It’s famous that the universe is changeable: even the stars that become visible static and predictable every night are subject matter to change. This figure from the NASA Hubble Space Telescope shows planetary nebula Hen 3-1333. Planetary nebulae have not anything to do with planets — they truly represent the death throes of mid-sized stars like the sun. As they current out their outer layers, large, irregular globes of glowing gas develop around them, which appeared planet-like throughout the small telescopes that were used by their first explorers.
Nasa Space News -A Sheep in Wolf-Rayet's Clothing
Nasa News - Transforming Galaxies
Other galaxies are even odder in shape. Markarian 779, the galaxy at the top of this image, has a distorted appearance because it is likely the product of a recent galactic merger between two spirals. This collision destroyed the spiral arms of the galaxies and scattered much of their gas and dust, transforming them into a single peculiar galaxy with a unique shape.
This galaxy is part of the Markarian catalogue, a database of over 1500 galaxies named after B. E. Markarian, the Armenian astronomer who studied them in the 1960s. He surveyed the sky for bright objects with unusually strong emission in the ultraviolet.
Ultraviolet radiation can come from a range of sources, so the Markarian catalog is quite diverse. An excess of ultraviolet emissions can be the result of the nucleus of an "active" galaxy, powered by a supermassive black hole at its center. It can also be due to events of intense star formation, called starbursts, possibly triggered by galactic collisions. Markarian galaxies are, therefore, often the subject of studies aimed at understanding active galaxies, starburst activity, and galaxy interactions and mergers.
Young Stars at Home in Ancient Cluster
The above image looks like a hoard of gems fit for an emperor's collection, this deep sky object called NGC 6752 is in fact far more worthy of admiration. It is a globular cluster, and at over 10 billion years old is one the most ancient collections of stars known. It has been blazing for well over twice as long as our solar system has existed.

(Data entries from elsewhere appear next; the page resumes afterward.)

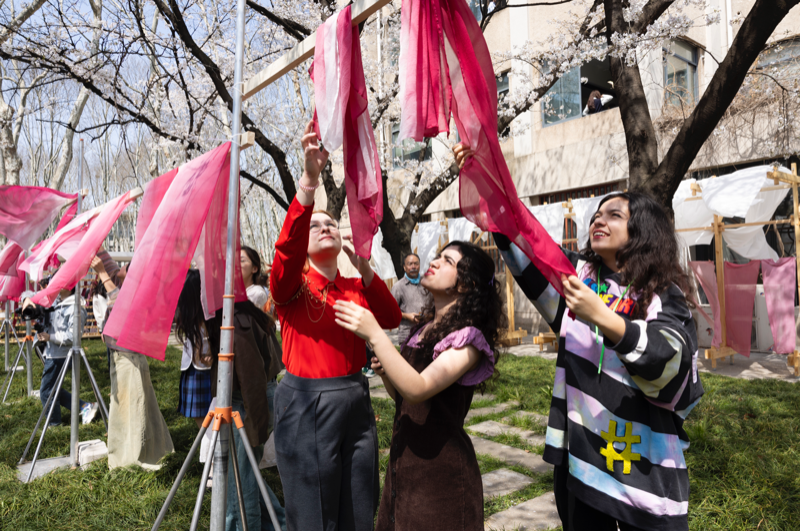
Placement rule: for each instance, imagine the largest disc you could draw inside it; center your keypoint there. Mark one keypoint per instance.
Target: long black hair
(650, 260)
(259, 278)
(189, 316)
(479, 303)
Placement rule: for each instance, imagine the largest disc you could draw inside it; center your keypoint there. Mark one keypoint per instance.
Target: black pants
(326, 446)
(576, 515)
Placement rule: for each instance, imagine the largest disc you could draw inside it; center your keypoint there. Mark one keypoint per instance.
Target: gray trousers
(326, 445)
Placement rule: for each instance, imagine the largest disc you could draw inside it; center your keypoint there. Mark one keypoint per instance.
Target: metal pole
(28, 355)
(75, 408)
(219, 493)
(7, 324)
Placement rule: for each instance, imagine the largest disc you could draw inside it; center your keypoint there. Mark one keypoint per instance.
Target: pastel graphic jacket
(620, 432)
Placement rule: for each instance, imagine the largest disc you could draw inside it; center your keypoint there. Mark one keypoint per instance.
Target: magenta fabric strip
(192, 209)
(341, 118)
(779, 280)
(707, 276)
(740, 296)
(76, 267)
(27, 211)
(445, 66)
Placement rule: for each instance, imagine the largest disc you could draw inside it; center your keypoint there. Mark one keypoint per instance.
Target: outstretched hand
(357, 319)
(315, 156)
(462, 152)
(582, 301)
(360, 263)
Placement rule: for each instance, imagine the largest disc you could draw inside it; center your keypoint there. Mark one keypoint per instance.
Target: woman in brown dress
(433, 481)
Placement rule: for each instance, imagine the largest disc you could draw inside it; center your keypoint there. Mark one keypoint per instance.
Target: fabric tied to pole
(183, 217)
(12, 285)
(76, 267)
(740, 296)
(445, 67)
(341, 118)
(27, 211)
(779, 279)
(707, 276)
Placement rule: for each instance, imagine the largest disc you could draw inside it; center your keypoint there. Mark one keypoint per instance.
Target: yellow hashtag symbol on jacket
(611, 453)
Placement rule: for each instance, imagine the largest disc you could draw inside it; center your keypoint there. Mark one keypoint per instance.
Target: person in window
(325, 435)
(596, 102)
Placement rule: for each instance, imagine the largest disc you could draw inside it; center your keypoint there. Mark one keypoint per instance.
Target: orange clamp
(237, 420)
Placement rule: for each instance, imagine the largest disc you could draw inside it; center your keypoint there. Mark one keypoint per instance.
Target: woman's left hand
(582, 301)
(358, 320)
(360, 263)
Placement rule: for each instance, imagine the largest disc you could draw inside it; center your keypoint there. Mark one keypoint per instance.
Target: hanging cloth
(76, 267)
(707, 276)
(27, 211)
(12, 285)
(740, 296)
(341, 118)
(780, 278)
(188, 221)
(446, 67)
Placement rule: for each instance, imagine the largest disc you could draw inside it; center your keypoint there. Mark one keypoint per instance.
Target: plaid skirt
(194, 397)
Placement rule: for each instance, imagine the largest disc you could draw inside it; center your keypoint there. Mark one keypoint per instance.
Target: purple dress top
(459, 339)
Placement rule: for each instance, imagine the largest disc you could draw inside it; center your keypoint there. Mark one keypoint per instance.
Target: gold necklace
(314, 302)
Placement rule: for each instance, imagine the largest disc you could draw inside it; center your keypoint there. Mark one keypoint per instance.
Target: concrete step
(511, 455)
(538, 418)
(493, 429)
(503, 481)
(539, 514)
(499, 408)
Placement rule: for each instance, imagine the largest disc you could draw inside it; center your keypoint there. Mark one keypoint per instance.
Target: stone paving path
(534, 514)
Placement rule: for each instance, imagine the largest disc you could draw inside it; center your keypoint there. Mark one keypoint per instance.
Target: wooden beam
(361, 11)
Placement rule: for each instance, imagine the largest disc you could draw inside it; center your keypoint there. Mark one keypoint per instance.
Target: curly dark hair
(479, 302)
(650, 261)
(189, 315)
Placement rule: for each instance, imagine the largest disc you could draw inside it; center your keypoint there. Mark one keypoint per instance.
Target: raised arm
(292, 245)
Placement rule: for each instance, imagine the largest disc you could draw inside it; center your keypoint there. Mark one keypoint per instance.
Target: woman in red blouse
(325, 438)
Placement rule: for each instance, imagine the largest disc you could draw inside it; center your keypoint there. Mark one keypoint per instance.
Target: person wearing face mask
(626, 372)
(410, 295)
(433, 480)
(325, 437)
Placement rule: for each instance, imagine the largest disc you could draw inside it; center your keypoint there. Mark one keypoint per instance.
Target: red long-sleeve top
(314, 346)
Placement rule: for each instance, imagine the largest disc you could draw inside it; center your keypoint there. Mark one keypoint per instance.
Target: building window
(784, 55)
(570, 229)
(408, 149)
(680, 74)
(569, 97)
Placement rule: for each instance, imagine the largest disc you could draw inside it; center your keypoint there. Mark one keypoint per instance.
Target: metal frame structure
(781, 180)
(75, 352)
(224, 414)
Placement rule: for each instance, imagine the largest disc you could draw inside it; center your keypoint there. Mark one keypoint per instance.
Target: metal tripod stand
(224, 415)
(221, 420)
(26, 348)
(52, 403)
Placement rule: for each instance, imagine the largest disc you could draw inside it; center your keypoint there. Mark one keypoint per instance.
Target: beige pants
(137, 432)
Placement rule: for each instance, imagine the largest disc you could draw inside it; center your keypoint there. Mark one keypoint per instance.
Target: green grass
(744, 462)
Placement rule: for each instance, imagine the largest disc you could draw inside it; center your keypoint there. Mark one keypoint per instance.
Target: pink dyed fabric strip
(341, 118)
(707, 276)
(778, 277)
(27, 211)
(77, 266)
(445, 66)
(740, 295)
(460, 339)
(191, 211)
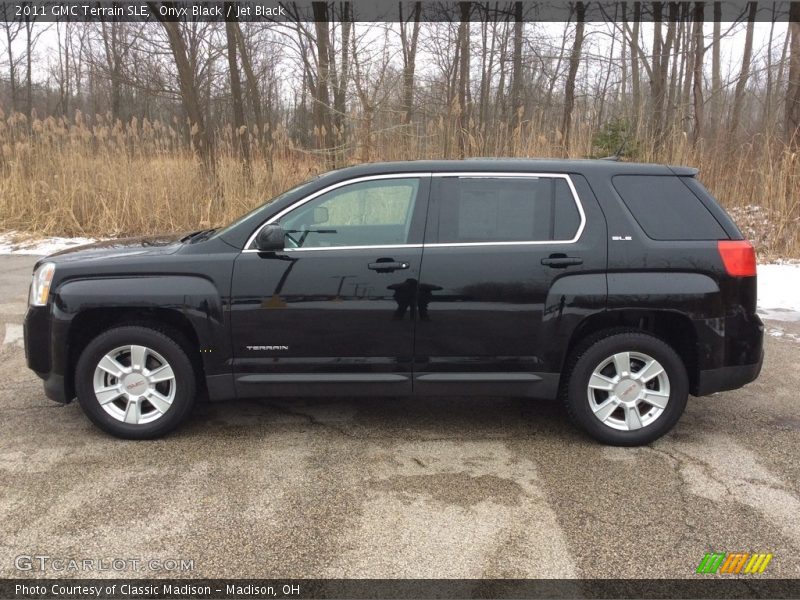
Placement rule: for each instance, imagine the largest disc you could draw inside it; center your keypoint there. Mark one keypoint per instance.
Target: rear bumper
(727, 378)
(38, 329)
(54, 387)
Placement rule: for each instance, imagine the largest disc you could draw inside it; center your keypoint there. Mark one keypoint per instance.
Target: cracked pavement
(371, 489)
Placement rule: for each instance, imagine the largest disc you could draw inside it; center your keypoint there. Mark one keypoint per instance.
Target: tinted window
(666, 208)
(368, 213)
(504, 209)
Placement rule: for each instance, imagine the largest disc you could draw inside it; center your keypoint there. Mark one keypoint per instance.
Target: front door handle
(561, 261)
(387, 265)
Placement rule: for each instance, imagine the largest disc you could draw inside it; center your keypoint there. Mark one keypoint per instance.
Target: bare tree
(11, 28)
(189, 90)
(574, 61)
(793, 89)
(240, 134)
(741, 84)
(408, 44)
(697, 89)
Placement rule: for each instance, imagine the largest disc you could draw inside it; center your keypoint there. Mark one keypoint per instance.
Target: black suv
(620, 288)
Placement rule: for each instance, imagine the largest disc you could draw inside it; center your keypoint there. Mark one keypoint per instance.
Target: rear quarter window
(666, 209)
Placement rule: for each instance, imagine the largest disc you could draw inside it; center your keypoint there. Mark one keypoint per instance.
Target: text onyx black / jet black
(622, 288)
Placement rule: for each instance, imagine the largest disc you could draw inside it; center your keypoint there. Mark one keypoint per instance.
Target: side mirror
(271, 238)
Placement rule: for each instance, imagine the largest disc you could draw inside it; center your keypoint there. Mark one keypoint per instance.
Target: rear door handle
(383, 265)
(561, 261)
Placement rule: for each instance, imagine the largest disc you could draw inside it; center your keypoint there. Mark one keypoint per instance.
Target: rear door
(511, 263)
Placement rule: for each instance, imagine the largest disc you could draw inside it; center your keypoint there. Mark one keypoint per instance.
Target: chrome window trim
(325, 190)
(460, 174)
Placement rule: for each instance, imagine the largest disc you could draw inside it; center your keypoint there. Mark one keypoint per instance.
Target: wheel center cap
(134, 384)
(627, 390)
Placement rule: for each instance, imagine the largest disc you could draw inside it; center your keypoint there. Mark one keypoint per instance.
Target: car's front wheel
(135, 382)
(626, 388)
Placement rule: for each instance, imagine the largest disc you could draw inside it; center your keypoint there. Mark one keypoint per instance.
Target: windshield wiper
(198, 235)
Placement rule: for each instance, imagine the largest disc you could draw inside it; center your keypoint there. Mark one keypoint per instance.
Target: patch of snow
(779, 291)
(10, 243)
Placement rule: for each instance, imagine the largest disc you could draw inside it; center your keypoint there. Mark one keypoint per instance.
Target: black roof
(525, 165)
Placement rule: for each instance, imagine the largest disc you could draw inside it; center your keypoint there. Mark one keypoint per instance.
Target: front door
(335, 312)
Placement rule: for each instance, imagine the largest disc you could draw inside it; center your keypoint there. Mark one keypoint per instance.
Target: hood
(143, 246)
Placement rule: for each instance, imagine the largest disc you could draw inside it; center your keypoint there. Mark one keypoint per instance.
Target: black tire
(163, 342)
(591, 354)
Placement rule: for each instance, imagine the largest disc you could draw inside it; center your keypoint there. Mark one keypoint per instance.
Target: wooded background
(114, 128)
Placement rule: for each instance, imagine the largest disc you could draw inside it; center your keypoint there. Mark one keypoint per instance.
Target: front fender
(195, 298)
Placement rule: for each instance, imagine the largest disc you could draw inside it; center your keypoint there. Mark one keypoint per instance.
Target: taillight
(739, 257)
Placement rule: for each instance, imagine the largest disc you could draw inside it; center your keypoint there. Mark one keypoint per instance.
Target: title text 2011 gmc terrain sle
(620, 288)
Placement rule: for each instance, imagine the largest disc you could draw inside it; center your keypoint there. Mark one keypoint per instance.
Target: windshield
(253, 214)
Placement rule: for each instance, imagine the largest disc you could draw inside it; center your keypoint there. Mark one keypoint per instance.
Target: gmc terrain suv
(620, 288)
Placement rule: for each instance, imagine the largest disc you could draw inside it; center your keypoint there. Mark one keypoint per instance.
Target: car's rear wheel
(626, 388)
(135, 382)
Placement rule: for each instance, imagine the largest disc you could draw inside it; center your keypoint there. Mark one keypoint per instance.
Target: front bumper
(727, 378)
(37, 329)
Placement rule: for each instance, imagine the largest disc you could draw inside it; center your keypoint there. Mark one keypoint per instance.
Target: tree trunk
(634, 48)
(741, 84)
(716, 76)
(252, 88)
(409, 60)
(793, 89)
(574, 62)
(29, 81)
(322, 122)
(189, 93)
(462, 121)
(699, 50)
(516, 74)
(241, 137)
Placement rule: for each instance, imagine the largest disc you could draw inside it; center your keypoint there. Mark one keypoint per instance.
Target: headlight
(40, 286)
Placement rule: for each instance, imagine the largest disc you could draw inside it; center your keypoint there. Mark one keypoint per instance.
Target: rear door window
(666, 209)
(507, 209)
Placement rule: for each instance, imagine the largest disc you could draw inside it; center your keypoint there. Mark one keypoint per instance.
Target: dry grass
(60, 177)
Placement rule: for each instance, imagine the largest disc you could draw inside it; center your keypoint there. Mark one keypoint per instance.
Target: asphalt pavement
(451, 488)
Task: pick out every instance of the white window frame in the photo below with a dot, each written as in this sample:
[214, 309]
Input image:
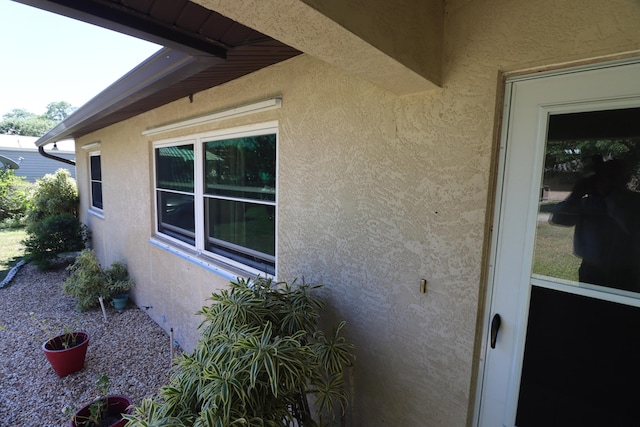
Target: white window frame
[91, 181]
[198, 253]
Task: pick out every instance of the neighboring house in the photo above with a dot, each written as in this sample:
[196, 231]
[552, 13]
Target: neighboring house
[33, 165]
[368, 146]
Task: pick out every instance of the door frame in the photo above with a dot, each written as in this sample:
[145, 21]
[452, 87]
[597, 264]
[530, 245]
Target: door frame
[496, 219]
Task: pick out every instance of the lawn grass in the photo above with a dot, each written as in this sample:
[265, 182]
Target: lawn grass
[11, 249]
[554, 255]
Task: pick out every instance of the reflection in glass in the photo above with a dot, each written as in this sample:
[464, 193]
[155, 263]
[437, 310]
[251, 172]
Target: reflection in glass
[241, 167]
[242, 231]
[589, 216]
[176, 216]
[174, 168]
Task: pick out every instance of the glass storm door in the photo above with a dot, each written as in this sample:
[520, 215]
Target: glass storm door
[562, 343]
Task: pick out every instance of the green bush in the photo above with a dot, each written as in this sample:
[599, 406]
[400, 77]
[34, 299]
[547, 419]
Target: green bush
[260, 357]
[52, 223]
[51, 236]
[88, 280]
[54, 194]
[14, 196]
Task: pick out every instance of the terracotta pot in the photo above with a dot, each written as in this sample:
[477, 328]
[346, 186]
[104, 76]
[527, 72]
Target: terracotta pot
[120, 301]
[68, 360]
[116, 406]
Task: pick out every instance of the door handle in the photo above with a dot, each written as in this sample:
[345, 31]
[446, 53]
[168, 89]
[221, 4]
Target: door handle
[495, 327]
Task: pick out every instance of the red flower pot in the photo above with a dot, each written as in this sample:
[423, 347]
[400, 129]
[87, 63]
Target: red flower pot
[111, 416]
[66, 352]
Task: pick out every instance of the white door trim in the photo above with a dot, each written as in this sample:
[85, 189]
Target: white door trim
[542, 105]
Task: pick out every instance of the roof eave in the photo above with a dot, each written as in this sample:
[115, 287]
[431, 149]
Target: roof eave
[160, 71]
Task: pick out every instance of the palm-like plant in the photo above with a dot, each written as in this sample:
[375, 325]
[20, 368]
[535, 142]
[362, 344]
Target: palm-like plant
[258, 361]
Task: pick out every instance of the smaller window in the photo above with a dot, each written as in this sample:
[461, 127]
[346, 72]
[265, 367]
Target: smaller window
[96, 180]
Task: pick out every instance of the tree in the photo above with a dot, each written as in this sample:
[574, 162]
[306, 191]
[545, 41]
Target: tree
[25, 123]
[33, 126]
[18, 113]
[58, 111]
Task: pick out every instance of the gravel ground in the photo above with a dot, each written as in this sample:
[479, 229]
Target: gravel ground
[132, 350]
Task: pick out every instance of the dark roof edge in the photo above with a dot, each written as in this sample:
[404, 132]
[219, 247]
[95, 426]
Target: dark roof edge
[164, 68]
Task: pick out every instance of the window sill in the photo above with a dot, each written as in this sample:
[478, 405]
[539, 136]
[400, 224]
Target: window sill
[218, 268]
[96, 213]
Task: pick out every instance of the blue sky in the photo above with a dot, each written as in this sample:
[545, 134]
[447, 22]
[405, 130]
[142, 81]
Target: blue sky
[47, 58]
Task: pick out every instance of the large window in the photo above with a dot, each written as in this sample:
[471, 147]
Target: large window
[95, 174]
[217, 193]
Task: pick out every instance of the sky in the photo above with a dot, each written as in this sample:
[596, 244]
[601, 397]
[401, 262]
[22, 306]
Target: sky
[45, 57]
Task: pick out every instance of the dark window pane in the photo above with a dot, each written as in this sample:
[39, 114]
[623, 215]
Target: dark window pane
[96, 194]
[174, 168]
[176, 216]
[242, 231]
[96, 169]
[581, 362]
[241, 167]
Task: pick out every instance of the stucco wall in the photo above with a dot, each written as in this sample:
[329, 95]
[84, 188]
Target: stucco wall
[376, 191]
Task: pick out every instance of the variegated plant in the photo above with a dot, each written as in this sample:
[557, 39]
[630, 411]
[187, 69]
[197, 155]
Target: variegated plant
[260, 361]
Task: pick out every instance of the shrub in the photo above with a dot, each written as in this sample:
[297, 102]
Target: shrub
[14, 194]
[54, 194]
[51, 236]
[88, 280]
[259, 358]
[85, 281]
[52, 223]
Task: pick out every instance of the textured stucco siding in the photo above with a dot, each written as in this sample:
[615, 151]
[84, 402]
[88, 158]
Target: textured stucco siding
[375, 192]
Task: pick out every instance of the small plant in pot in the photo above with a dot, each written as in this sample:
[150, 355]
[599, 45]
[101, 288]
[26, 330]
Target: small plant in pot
[105, 411]
[260, 361]
[91, 284]
[66, 352]
[86, 280]
[117, 284]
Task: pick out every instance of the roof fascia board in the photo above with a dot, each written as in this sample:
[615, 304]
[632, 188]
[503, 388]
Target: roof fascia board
[105, 14]
[161, 70]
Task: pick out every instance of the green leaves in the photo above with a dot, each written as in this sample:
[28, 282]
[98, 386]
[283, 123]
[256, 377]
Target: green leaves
[258, 358]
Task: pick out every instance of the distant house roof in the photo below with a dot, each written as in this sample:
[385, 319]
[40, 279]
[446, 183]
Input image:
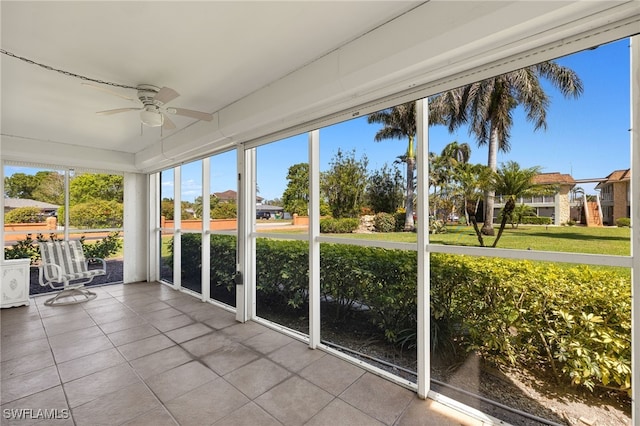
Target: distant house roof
[616, 176]
[231, 195]
[15, 203]
[553, 178]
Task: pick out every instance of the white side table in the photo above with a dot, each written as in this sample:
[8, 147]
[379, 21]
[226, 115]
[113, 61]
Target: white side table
[14, 288]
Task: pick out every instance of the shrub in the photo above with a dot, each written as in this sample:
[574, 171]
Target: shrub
[338, 226]
[24, 215]
[96, 214]
[623, 222]
[535, 220]
[384, 222]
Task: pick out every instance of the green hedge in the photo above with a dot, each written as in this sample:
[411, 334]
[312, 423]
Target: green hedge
[575, 322]
[536, 220]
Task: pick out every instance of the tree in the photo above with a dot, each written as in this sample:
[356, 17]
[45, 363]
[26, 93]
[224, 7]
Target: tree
[472, 181]
[385, 190]
[96, 186]
[487, 107]
[400, 123]
[512, 182]
[295, 198]
[344, 184]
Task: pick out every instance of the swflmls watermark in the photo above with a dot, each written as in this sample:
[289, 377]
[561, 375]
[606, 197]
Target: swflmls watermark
[36, 414]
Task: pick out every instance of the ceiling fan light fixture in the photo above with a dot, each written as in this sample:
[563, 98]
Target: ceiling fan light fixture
[151, 118]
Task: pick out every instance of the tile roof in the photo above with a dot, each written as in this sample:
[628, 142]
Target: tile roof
[553, 178]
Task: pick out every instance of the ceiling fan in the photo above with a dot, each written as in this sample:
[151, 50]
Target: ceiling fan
[153, 110]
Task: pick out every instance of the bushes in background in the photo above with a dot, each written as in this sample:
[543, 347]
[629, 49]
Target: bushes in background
[574, 322]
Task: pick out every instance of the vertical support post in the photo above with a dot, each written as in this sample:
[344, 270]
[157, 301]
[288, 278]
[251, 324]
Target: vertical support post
[67, 177]
[154, 233]
[205, 291]
[424, 285]
[177, 217]
[314, 245]
[635, 225]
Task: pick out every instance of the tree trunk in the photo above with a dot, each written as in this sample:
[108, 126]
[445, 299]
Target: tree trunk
[409, 223]
[487, 227]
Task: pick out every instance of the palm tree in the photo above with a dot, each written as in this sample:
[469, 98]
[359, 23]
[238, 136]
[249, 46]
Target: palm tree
[512, 182]
[487, 107]
[472, 180]
[399, 123]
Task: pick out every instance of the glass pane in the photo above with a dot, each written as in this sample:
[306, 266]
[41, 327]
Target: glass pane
[282, 281]
[548, 339]
[190, 261]
[283, 186]
[574, 169]
[224, 219]
[96, 200]
[366, 177]
[368, 305]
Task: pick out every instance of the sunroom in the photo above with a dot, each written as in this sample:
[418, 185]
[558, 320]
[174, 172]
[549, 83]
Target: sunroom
[197, 98]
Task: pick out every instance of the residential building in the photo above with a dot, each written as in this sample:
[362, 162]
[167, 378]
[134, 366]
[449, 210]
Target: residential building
[615, 196]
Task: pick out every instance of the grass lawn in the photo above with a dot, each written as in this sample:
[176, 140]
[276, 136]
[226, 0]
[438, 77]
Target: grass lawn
[577, 239]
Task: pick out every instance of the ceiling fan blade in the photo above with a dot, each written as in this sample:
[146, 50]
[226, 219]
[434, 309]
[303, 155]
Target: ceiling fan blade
[111, 92]
[198, 115]
[166, 95]
[167, 124]
[117, 110]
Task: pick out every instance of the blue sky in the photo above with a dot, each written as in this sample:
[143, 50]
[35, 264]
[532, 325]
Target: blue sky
[587, 137]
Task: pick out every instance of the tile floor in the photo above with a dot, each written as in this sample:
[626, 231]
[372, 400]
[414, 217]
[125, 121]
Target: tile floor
[145, 354]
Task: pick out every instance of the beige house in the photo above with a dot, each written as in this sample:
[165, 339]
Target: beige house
[615, 196]
[557, 205]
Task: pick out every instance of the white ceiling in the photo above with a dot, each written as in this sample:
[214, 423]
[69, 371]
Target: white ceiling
[258, 66]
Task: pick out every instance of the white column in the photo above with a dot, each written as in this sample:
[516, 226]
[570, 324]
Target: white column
[206, 230]
[136, 221]
[153, 230]
[177, 224]
[424, 285]
[635, 226]
[314, 245]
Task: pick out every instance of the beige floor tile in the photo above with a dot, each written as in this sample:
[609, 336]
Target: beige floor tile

Studies of NGC 6752 may shed light on this situation. It appears that a very high number -- up to 38 percent -- of the stars within its core region are binary systems. Collisions between stars in this turbulent area could produce the blue stragglers that are so prevalent.
Lying 13,000 light-years distant, NGC 6752 is far beyond our reach, yet the clarity of Hubble's images brings it tantalizingly close.
Confirm Designs For Mobile Launcher Tests
The 355-foot-tall Mobile Launcher, or ML, behaved as expected during its move to Launch Pad 39B in November 2011, an analysis of multiple sensors showed. The top of the tower swayed less than an inch each way. The tests showed that computer models used in designing the massive structure were correct. The actual results varied less than 5 percent of what was predicted.
"This gives us much higher confidence in the models," Brown said. "We know that our approach is valid."
Engineers had the tower wired with dozens of accelerometers and strain gauges along with wind sensors to record the launcher's movement during its slow ride atop a crawler-transporter from a park site beside the Vehicle Assembly Building to the launch pad. Crawler drivers performed several speed changes during the six-mile journeys to and from the pad. While at the pad, which is being refurbished after decades of hosting space shuttles, workers connected ventilation, fire support and alarm systems and other water lines.
"We were measuring milli-g's," Brown said.
The ML, designed for the Ares I rocket of the cancelled Constellation program, is due for major modifications in the coming few years as it is strengthened to support the much-heavier SLS. It took two years to build and was completed in August 2010. The ML is the biggest structure of its kind since the Launch Umbilical Towers were constructed to support the Apollo/Saturn V. Those towers saw numerous modifications through their lives as trial-and-error showed where changes were needed, Brown said.